You believe a scientist called Yakub created white people?
That's a big generalization. Some Africans don't like African Americans, viewing them as being "impure", "inferior" or "descendents from slaves". Some African Americans, meanwhile, dislike Africans; they deem Africans to be "backwards". These prejudices will hopefully eventually fade.
Sounds like a sexist, misogynist and generally someone who holds women in low esteem.
But remember, the Third World is still strongly patriarchal. They've had no major women's rights, liberal or even civil rights movements yet. And when these movements do arise, we in the West crush them (like we've recently helped the theocratic regimes of Saudi Arabia to crush actual democratic movements). Places like India and Iran are only now witnessing strong waves of feminism. This has not happened in Africa yet.
But the West itself only started the process of admitting systemic racism and sexism roughly 40-60 years ago. Those movements for racial and gender equality were bitterly resisted by people in power at the time.
The point is, the kinds of problems you accuse Africa of having are the kinds of problems faced by all nations and all ethnic groups. As late as the early 20th century, places like America and the UK were still using child labour, had 20 hour work days, and still viewed lower class Irish, American, Chinese, black and Scottish workers as "animals", nevermind women. The poor and the marginalized were treated like animals and so behaved as they were treated.
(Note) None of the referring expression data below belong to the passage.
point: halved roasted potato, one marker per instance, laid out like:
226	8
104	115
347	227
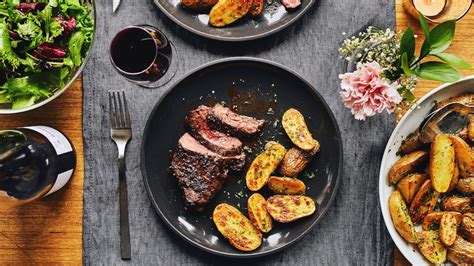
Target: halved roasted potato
286	185
409	185
464	157
295	161
441	162
288	208
467	227
260	218
226	12
264	165
431	247
234	226
295	127
424	202
411	143
448	228
456	203
461	252
406	165
433	219
401	219
466	185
You cannot judge Africa, which is still undergoing neo-Colonialism, by the standards of contemporary First World nations. Those nations took centuries to make those developments, and they did so with access to slavery, colonialism and massive forms of exploitation. Africa is making these transitions in much shorter time, all the while whilst being plundered. Comparatively, it is advancing faster, not slower.
All cultures progress and develop. But development needs a reasonable amount of stability and autonomy. For us in the West, an Africa with worker rights, no control of its land, resources, governments or financial institutions, is in our best interest. And our interests have a knock on effect on their cultural development at the local, grass-roots level. You are right to condemn "sexism", "homophobia" and so forth in Africa, but you cannot condemn Africa with one hand without acknowleding that you are meddling in it with the other. That's counterproductive and condescending.
Look at Afghanistan in the early half of the century:
www.huffingtonpost.ca/2013/10/10/afghani...hotos_n_4078132.html
She was a modern democracy with women's rights better than the US at the time (it even had more female politicians; America had none), and with an advanced, educated muslim and secular population. Today's its a barbaric, reactionary hellhole. Would it have been this way unless we armed and funded the equivalent of 17th century madmen to take over the country? No.
It's the same case with many countries in Africa.
I think a better word for this is "male chauvinism". He thinks he's better than you. He thinks you're inferior. This is horrible, not representative of all blacks, not limited to blacks and not "caused" by "being black", but by complex historical forces.
I think your experiences with him left you scarred and with strong feelings about certain types of men.
In otherwords, a bad African man treated you badly, and so you believe that all Africans abuse their power, have entitlement issues, and sit back and expect others to "give them things for free".
Translation: a black man shipped to America via the slave trade is better than a black African. Therefore the slave trade made Africans better. This kind of thinking reminds me of a joke CLR James made decades ago: give Africa 100 million foreign slaves for 200 years, and she will show you culture, civilization and peace.